My first visit to Swaziland, Southern Africa, was in the summer of 2002. I recommend going in some other season; it was 115 degrees the afternoon we landed. We were met by one of the Cabrini volunteers I had recently sent to serve at a rural mission there.
That first day, we stopped in Manzini, one of two large cities in this tiny country, to meet some other Cabrini people for lunch. We sat outside at an Italian restaurant in a strip mall, shaded by large umbrellas.
The heat was oppressive. It seemed to rise up from baked sidewalks, enveloping us like a blanket. I could hardly breathe.
Then I became aware of women walking in and out of the nearby shops, clothed in layers of flowing black fabric covering every inch of them; even their heads were covered. No one else in our group seemed to notice them.
I try to be culturally sensitive when I travel, but the sight of these black-clad women in the oppressive heat so startled me that I blurted out, “Why are those women wearing black?”

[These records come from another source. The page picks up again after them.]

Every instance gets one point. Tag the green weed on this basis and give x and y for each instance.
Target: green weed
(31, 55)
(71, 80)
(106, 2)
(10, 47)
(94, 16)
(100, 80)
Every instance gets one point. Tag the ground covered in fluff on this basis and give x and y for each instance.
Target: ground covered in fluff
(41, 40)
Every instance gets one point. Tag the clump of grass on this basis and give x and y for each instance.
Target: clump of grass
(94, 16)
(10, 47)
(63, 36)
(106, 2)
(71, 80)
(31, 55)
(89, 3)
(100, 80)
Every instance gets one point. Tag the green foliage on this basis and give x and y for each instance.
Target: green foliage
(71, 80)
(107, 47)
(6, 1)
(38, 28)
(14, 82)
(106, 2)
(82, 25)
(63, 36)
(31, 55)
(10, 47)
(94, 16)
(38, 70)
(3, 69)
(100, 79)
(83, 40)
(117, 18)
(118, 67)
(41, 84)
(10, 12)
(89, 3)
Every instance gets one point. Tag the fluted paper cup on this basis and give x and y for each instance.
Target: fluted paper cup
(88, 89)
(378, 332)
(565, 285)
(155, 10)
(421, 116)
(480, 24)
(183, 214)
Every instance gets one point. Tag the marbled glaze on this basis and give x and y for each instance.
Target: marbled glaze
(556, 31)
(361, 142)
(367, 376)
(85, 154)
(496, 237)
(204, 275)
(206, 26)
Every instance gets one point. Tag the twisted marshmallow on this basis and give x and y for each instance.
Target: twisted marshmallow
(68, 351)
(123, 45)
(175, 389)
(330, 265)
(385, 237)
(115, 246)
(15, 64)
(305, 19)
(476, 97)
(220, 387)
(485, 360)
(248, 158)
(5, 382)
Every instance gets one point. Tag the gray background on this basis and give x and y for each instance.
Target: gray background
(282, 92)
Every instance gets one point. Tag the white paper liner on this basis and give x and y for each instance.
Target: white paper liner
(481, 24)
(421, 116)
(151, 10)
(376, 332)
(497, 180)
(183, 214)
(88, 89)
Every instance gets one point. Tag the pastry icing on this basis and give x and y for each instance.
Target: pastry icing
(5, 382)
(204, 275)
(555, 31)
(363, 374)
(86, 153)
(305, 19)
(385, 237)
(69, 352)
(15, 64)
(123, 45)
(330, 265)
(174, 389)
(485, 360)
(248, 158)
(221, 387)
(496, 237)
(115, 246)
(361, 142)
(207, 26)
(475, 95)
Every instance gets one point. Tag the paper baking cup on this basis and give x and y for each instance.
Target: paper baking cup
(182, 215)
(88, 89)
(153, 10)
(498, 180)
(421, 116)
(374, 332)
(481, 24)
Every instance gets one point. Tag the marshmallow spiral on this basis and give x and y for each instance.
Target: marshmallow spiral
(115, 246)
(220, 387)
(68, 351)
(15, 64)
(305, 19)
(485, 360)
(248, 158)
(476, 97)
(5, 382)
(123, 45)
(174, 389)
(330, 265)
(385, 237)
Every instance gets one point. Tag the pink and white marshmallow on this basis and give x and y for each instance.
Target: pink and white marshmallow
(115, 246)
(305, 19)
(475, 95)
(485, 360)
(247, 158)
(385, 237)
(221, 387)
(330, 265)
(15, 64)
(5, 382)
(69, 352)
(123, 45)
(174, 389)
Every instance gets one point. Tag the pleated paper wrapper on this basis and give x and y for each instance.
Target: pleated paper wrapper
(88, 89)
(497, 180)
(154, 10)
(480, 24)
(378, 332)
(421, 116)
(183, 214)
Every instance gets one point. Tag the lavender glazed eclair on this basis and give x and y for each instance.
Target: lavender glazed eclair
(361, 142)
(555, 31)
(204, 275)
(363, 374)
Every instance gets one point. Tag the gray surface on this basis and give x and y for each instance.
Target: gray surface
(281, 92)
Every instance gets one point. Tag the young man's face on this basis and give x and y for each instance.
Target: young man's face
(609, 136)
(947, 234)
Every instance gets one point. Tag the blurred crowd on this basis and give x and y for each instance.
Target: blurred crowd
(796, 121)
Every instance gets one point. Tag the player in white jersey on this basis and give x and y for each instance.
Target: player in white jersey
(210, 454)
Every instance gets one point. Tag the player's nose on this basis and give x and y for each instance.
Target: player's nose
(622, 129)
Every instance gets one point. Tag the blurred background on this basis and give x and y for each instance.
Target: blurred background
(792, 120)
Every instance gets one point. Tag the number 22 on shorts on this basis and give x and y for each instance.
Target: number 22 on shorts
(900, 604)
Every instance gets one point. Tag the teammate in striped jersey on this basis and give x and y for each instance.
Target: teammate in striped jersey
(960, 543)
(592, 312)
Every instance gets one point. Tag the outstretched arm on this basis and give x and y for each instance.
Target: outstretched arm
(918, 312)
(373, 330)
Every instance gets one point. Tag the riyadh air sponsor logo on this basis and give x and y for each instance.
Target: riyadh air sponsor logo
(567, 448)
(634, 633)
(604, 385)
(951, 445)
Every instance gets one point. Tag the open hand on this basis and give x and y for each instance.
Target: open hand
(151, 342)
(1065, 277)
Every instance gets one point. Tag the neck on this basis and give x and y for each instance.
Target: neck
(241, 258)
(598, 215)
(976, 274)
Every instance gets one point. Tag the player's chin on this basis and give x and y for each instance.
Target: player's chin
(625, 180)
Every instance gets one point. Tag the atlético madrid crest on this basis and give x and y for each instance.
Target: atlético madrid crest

“They are widows,” was the answer. In Swaziland, a widow covers herself in black for one year after the death of her spouse. She marks the end of this grieving period by hosting a dinner for her family and friends.
Ten years later, after my friend Jim died, I remembered the widows of Swaziland.
Soon after Jim died, I realized how quickly other people move on with their lives. Even people who were right by my side during Jim’s illness did not remember the milestones that were shaping my life—the monthly anniversaries of his death, or the one-year anniversary of the day he was diagnosed or the anniversary of the day he left the hospital. I was marking time, not by calendar days, but by the events of Jim’s last year of life. I was grieving.
I longed for some type of outward sign of my grief, something that would explain my sudden outbursts of tears, my forgetfulness and my inability to park my car between the lines in a parking lot. Grief was affecting all aspects of my life in ways I could not have imagined.
How wonderful it would have been to have an instantly-recognizable sign that said, “I am grieving,” that would remind people to give me some extra space, an allowance for my not quite being myself.
It is now almost one year since Jim died, and I have learned so much about grieving, my own and others. I have learned that no two people grieve in the same way or on the same timeline. I have also come to a deep appreciation for the wisdom of the Swazi custom of a public sign of grief.